Step 2: Fitting a reduced and fitted model for income

# Reduced model: No income
mlr_noincome <- lm(menthlth_days ~ physhlth_days + bmi + sex + exercise + age_group + education + smoking,
         data = brfss_23_hw)

# Full model: Full model
mlr_1_full <- lm(menthlth_days ~ physhlth_days + bmi + sex + exercise + age_group + income + education + smoking,
         data = brfss_23_hw)

# Chunk test
anova(mlr_noincome, mlr_1_full) %>%
  as.data.frame() %>%
  rownames_to_column("Model") %>%
  mutate(
    Model = c("Reduced (No Income)", "Full (+ All Predictors)"),
    across(where(is.numeric), ~ round(., 4))
  ) %>%
  kable(
    caption = "Chunk Test: Do demographic variables collectively add to the model?",
    col.names = c("Model", "Res. df", "RSS", "df", "Sum of Sq", "F", "p-value")
  ) %>%
  kable_styling(bootstrap_options = c("striped", "hover"), full_width = FALSE)

Chunk Test: Do demographic variables collectively add to the model?
Model	Res. df	RSS	df	Sum of Sq	F	p-value
Reduced (No Income)	7977	452789.5	NA	NA	NA	NA
Full (+ All Predictors)	7972	449416.1	5	3373.369	11.9677	0

Step 3: Fitting a reduced and fitted model for education

# Reduced model: No income
mlr_noeducation <- lm(menthlth_days ~ physhlth_days + bmi + sex + exercise + age_group + income + smoking,
         data = brfss_23_hw)

# Full model: Full model
mlr_1_full <- lm(menthlth_days ~ physhlth_days + bmi + sex + exercise + age_group + income + education + smoking,
         data = brfss_23_hw)

# Chunk test
anova(mlr_noeducation, mlr_1_full) %>%
  as.data.frame() %>%
  rownames_to_column("Model") %>%
  mutate(
    Model = c("Reduced (No education)", "Full (+ All Predictors)"),
    across(where(is.numeric), ~ round(., 4))
  ) %>%
  kable(
    caption = "Chunk Test: Do demographic variables collectively add to the model?",
    col.names = c("Model", "Res. df", "RSS", "df", "Sum of Sq", "F", "p-value")
  ) %>%
  kable_styling(bootstrap_options = c("striped", "hover"), full_width = FALSE)

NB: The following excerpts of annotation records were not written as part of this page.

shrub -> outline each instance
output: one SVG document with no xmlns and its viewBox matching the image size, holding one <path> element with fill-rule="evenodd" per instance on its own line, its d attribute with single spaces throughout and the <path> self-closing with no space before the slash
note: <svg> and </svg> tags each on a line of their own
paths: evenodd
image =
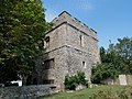
<svg viewBox="0 0 132 99">
<path fill-rule="evenodd" d="M 78 85 L 88 86 L 88 80 L 85 79 L 85 73 L 77 72 L 75 76 L 65 76 L 65 88 L 69 90 L 75 90 Z"/>
<path fill-rule="evenodd" d="M 122 91 L 111 92 L 99 90 L 89 99 L 132 99 L 132 87 Z"/>
</svg>

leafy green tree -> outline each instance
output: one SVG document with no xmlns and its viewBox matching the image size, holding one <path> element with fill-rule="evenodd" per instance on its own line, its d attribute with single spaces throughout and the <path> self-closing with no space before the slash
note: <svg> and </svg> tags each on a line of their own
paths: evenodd
<svg viewBox="0 0 132 99">
<path fill-rule="evenodd" d="M 74 76 L 65 76 L 65 88 L 69 90 L 75 90 L 78 85 L 85 85 L 88 87 L 88 80 L 86 80 L 86 76 L 84 72 L 77 72 L 77 75 Z"/>
<path fill-rule="evenodd" d="M 0 81 L 35 69 L 43 56 L 44 35 L 51 29 L 41 0 L 2 0 L 0 9 Z"/>
<path fill-rule="evenodd" d="M 92 68 L 92 82 L 114 78 L 120 74 L 132 74 L 132 37 L 118 38 L 108 50 L 100 47 L 101 64 Z"/>
</svg>

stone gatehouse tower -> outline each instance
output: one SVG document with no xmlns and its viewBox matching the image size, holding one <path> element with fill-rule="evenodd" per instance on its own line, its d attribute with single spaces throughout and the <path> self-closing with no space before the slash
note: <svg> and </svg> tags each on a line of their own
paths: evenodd
<svg viewBox="0 0 132 99">
<path fill-rule="evenodd" d="M 85 72 L 90 81 L 91 66 L 99 62 L 97 32 L 66 11 L 52 22 L 54 26 L 45 38 L 43 84 L 62 88 L 65 76 L 79 70 Z"/>
</svg>

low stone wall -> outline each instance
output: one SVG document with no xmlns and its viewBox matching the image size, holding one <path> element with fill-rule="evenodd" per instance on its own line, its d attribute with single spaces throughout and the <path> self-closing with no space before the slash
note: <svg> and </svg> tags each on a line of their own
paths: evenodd
<svg viewBox="0 0 132 99">
<path fill-rule="evenodd" d="M 57 92 L 54 85 L 0 88 L 0 99 L 31 99 Z"/>
<path fill-rule="evenodd" d="M 118 78 L 111 79 L 107 78 L 105 80 L 101 80 L 102 84 L 107 85 L 129 85 L 132 86 L 132 75 L 119 75 Z"/>
</svg>

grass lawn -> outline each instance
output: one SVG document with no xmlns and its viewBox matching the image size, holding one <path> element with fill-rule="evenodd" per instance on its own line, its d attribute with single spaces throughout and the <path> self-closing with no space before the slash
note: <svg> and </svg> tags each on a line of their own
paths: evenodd
<svg viewBox="0 0 132 99">
<path fill-rule="evenodd" d="M 125 86 L 96 86 L 94 88 L 87 88 L 74 92 L 59 92 L 38 99 L 89 99 L 90 96 L 97 94 L 99 90 L 109 90 L 111 92 L 124 90 Z"/>
</svg>

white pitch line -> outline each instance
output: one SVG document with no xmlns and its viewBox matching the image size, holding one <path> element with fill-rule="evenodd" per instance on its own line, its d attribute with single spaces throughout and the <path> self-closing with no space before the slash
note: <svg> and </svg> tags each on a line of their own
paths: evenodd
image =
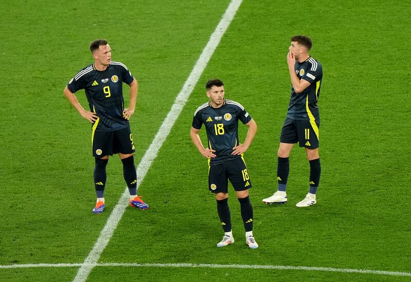
<svg viewBox="0 0 411 282">
<path fill-rule="evenodd" d="M 156 136 L 150 145 L 150 147 L 144 154 L 143 158 L 137 167 L 137 188 L 145 176 L 147 171 L 151 166 L 152 163 L 156 158 L 159 150 L 163 145 L 170 133 L 171 128 L 174 125 L 180 113 L 185 105 L 189 96 L 194 88 L 200 76 L 210 61 L 211 56 L 214 52 L 220 40 L 225 33 L 230 23 L 233 20 L 241 5 L 242 0 L 232 0 L 230 2 L 226 12 L 217 26 L 214 32 L 211 35 L 207 45 L 202 50 L 200 57 L 196 63 L 194 68 L 191 71 L 188 78 L 183 86 L 181 91 L 178 93 L 174 104 L 171 107 L 167 116 L 163 122 L 161 126 L 158 130 Z M 104 248 L 107 246 L 114 230 L 116 229 L 121 216 L 124 212 L 125 208 L 128 204 L 128 190 L 127 188 L 121 195 L 119 202 L 114 207 L 107 223 L 100 233 L 97 241 L 92 249 L 84 260 L 84 262 L 77 272 L 73 281 L 78 282 L 85 281 L 92 268 L 96 265 Z"/>
<path fill-rule="evenodd" d="M 11 265 L 0 266 L 0 269 L 29 268 L 34 267 L 74 267 L 82 265 L 82 264 L 38 264 L 26 265 Z M 399 271 L 383 271 L 381 270 L 370 270 L 367 269 L 353 269 L 349 268 L 334 268 L 331 267 L 312 267 L 308 266 L 267 266 L 253 265 L 216 265 L 209 264 L 127 264 L 127 263 L 105 263 L 94 264 L 97 267 L 174 267 L 188 268 L 240 268 L 243 269 L 276 269 L 278 270 L 306 270 L 309 271 L 324 271 L 344 273 L 364 273 L 394 276 L 410 276 L 411 272 Z"/>
</svg>

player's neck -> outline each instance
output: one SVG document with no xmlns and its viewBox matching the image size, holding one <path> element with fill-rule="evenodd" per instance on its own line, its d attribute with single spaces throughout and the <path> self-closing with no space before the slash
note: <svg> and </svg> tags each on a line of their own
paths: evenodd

Chunk Test: Do demographic variables collectively add to the model?
Model	Res. df	RSS	df	Sum of Sq	F	p-value
Reduced (No education)	7975	450424.0	NA	NA	NA	NA
Full (+ All Predictors)	7972	449416.1	3	1007.862	5.9593	5e-04

Step 4: Interpretation

Interpretation: Both income and education adds statistically significant information to the model. Since Education has a smaller p-value we know that it is a stronger independent variable compared to income. The chunk test allows us to adjusts for all variables (including others in the group being tested).

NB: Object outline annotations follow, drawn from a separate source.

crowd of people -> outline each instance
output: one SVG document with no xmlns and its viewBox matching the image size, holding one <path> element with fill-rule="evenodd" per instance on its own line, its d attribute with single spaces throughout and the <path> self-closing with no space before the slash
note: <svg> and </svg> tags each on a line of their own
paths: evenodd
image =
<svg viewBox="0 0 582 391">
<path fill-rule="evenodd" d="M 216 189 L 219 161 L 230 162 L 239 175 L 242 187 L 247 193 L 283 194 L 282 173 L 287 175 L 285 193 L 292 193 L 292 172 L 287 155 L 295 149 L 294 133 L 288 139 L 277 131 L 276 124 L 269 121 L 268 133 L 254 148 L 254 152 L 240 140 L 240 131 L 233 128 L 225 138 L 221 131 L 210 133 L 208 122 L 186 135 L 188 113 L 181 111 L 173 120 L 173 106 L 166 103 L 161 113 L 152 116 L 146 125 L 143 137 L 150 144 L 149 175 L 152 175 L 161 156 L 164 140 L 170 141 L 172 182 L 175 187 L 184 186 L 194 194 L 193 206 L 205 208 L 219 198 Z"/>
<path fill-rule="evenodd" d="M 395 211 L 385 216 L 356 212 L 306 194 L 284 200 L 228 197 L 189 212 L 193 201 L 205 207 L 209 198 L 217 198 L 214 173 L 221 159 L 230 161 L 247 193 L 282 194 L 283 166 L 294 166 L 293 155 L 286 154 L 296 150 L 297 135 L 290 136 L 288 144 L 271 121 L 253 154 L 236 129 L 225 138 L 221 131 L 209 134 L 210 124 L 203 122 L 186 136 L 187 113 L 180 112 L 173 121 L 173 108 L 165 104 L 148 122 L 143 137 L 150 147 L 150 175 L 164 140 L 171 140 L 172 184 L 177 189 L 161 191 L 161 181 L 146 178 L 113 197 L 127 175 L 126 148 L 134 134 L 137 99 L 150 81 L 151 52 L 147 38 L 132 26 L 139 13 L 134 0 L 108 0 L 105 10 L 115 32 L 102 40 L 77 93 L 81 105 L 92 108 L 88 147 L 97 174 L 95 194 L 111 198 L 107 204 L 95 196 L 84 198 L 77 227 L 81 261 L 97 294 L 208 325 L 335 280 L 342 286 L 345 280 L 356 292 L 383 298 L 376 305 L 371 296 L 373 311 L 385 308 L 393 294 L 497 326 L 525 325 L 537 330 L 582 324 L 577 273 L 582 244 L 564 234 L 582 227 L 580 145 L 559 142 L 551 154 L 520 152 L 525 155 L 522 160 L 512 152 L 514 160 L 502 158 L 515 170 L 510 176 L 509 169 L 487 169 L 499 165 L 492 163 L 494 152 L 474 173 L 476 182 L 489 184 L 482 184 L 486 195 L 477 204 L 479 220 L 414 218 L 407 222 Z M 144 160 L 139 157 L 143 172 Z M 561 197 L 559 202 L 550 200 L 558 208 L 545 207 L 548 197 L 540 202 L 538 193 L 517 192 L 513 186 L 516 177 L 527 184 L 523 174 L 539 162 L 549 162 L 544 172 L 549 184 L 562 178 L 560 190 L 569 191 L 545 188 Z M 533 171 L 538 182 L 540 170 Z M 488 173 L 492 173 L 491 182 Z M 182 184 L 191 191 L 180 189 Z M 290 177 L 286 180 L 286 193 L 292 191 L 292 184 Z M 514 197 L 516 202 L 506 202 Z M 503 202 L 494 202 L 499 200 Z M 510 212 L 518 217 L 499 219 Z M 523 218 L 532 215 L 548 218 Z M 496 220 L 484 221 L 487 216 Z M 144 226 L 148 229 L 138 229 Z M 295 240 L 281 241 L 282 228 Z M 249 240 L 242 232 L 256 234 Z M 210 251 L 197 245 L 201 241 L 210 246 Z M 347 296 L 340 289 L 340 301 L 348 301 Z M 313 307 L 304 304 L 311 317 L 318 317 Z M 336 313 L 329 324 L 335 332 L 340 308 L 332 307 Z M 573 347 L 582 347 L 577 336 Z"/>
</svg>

Part 3: Interaction Analysis

Step 1 : Creating Binary Smoking Variable

brfss_23_hw <- brfss_23_hw %>% 
  mutate(
    smoker_current = factor(case_when(
      smoking %in% c("Currently daily smoker","Current some-day smoker")  ~ "Current Smoker",
      smoking %in% c("Former Smoker", "Never Smoker") ~ "Non-Smoker",
      TRUE ~ NA_character_ ),
    levels = c("Non-Smoker", "Current Smoker")))

Step 2: Fit two models

Model A (main effects only): regress menthlth_days on physhlth_days, bmi, sex, smoker_current, exercise, age_group, income, and education.

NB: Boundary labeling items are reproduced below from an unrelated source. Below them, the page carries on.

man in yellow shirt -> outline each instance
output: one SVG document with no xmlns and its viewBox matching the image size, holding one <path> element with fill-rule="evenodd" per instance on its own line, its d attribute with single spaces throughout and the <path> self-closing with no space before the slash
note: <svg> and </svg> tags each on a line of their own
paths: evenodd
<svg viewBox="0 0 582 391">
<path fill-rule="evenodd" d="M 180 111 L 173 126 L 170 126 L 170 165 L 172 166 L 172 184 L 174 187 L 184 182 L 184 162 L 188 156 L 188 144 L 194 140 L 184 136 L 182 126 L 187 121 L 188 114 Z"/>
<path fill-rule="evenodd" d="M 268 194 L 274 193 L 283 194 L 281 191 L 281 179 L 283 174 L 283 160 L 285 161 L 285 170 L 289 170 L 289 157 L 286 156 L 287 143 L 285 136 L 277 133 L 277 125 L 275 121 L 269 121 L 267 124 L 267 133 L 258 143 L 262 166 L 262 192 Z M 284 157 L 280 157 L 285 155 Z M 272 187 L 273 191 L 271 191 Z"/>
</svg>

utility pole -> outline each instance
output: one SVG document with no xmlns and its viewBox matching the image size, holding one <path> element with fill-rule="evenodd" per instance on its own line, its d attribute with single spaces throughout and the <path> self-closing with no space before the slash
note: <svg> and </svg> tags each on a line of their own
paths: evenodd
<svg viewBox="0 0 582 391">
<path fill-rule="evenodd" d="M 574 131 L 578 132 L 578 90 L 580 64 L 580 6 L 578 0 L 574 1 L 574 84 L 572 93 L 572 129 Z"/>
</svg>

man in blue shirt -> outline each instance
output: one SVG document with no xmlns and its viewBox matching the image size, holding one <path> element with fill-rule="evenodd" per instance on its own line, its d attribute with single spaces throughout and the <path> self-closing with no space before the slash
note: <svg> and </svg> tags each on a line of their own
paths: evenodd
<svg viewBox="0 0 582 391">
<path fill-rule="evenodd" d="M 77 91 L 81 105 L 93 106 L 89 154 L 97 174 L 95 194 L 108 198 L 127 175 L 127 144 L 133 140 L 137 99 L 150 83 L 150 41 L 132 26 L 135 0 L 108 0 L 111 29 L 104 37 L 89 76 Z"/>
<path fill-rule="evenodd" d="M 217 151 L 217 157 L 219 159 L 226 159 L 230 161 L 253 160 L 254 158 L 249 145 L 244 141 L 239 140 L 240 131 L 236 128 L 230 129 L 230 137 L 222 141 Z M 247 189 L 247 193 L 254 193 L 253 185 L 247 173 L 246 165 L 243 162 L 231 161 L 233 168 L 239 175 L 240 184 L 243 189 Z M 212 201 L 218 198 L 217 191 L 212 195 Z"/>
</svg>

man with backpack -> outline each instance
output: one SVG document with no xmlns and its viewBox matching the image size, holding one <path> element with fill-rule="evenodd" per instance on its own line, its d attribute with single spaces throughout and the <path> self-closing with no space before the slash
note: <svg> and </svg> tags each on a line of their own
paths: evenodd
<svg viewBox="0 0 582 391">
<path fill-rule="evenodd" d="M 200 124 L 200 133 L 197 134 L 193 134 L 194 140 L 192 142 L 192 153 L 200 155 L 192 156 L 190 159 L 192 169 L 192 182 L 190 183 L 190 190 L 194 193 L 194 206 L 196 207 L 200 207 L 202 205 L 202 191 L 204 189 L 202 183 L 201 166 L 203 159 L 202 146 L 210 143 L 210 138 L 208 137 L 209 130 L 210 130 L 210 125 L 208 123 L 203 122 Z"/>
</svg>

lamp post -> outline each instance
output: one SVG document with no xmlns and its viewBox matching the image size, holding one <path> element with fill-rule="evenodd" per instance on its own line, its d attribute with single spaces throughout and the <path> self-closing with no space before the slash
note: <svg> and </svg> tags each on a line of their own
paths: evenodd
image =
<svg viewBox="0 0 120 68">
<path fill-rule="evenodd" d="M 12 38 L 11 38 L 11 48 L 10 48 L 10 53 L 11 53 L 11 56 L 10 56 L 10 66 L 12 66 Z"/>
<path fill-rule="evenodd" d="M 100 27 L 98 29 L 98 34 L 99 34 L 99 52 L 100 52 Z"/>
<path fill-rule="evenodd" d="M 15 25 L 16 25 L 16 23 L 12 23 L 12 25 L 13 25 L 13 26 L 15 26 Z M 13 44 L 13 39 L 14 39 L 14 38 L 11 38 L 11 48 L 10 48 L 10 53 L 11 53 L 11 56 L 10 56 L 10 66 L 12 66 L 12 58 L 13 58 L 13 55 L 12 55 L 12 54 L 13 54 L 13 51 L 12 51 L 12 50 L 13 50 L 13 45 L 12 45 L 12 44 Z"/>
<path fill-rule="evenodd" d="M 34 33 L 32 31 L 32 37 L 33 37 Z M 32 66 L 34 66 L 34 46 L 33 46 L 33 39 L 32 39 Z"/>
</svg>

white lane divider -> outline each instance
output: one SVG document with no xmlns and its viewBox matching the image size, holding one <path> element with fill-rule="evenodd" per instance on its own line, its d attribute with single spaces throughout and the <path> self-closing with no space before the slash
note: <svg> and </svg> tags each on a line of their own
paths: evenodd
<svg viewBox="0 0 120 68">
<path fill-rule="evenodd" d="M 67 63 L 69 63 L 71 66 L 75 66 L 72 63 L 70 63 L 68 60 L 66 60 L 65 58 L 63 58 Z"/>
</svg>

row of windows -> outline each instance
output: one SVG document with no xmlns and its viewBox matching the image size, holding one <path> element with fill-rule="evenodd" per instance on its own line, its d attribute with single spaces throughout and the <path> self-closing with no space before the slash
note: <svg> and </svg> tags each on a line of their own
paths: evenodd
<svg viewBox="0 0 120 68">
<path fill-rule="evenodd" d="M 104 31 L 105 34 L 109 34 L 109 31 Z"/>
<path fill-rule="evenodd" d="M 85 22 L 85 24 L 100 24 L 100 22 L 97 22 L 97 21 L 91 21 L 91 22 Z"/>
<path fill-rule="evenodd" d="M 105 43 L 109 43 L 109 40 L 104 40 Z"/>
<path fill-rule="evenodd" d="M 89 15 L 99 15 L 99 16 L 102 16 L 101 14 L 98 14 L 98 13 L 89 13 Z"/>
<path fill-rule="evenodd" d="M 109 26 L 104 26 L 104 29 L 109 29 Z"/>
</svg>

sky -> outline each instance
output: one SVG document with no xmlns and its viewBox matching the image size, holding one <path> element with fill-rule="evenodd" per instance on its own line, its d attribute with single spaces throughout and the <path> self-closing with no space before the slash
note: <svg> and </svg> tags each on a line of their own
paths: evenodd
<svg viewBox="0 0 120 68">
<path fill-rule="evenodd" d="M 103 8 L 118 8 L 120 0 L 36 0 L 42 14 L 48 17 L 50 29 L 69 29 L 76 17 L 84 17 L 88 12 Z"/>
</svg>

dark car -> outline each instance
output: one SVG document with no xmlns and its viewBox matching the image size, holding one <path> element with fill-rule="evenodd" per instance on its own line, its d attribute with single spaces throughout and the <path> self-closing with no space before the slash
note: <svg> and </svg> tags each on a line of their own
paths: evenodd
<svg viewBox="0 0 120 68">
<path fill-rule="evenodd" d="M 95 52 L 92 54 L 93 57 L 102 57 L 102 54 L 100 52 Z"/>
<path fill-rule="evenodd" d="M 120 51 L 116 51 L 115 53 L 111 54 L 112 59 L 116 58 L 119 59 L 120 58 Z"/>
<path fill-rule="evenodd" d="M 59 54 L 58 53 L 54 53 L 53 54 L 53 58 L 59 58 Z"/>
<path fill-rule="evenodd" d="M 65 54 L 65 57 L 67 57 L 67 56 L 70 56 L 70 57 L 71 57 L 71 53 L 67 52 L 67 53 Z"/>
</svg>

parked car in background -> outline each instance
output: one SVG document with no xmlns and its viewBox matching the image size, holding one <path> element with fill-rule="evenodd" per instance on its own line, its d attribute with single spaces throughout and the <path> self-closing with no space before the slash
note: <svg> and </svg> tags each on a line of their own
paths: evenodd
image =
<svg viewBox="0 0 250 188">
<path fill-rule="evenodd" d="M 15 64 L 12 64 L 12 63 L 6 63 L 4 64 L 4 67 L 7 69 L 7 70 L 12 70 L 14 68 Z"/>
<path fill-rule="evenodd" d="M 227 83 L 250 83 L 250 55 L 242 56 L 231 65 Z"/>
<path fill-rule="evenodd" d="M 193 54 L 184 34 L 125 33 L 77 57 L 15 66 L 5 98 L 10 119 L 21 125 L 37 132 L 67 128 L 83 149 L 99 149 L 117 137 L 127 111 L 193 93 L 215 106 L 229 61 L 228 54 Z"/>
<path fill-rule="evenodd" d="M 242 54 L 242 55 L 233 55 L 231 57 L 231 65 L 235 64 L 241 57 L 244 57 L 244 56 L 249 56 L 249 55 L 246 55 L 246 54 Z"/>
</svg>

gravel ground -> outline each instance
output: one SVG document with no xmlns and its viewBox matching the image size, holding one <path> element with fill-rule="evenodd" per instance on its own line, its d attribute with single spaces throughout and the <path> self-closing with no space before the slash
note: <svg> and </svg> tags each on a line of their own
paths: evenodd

• Model B (with interaction): same as Model A, but use sex * smoker_current in the formula to include the interaction term

# Model without interaction (additive model)
mod_a_hw <- lm(menthlth_days ~ physhlth_days + bmi + sex + smoker_current + exercise + age_group + income +  education, data = brfss_23_hw)

# Model with interaction

mod_b_hw <- lm(menthlth_days ~ physhlth_days + bmi  + exercise + age_group + income +  education + sex*smoker_current, data = brfss_23_hw)


tidy(mod_b_hw, conf.int = TRUE) |>
  mutate(across(where(is.numeric), \(x) round(x, 4))) |>
  kable(
    caption = "Interaction Model: Sleep * Sex → Physical Health Days",
    col.names = c("Term", "Estimate", "SE", "t", "p-value", "CI Lower", "CI Upper")
  ) |>
  kable_styling(bootstrap_options = c("striped", "hover"), full_width = FALSE)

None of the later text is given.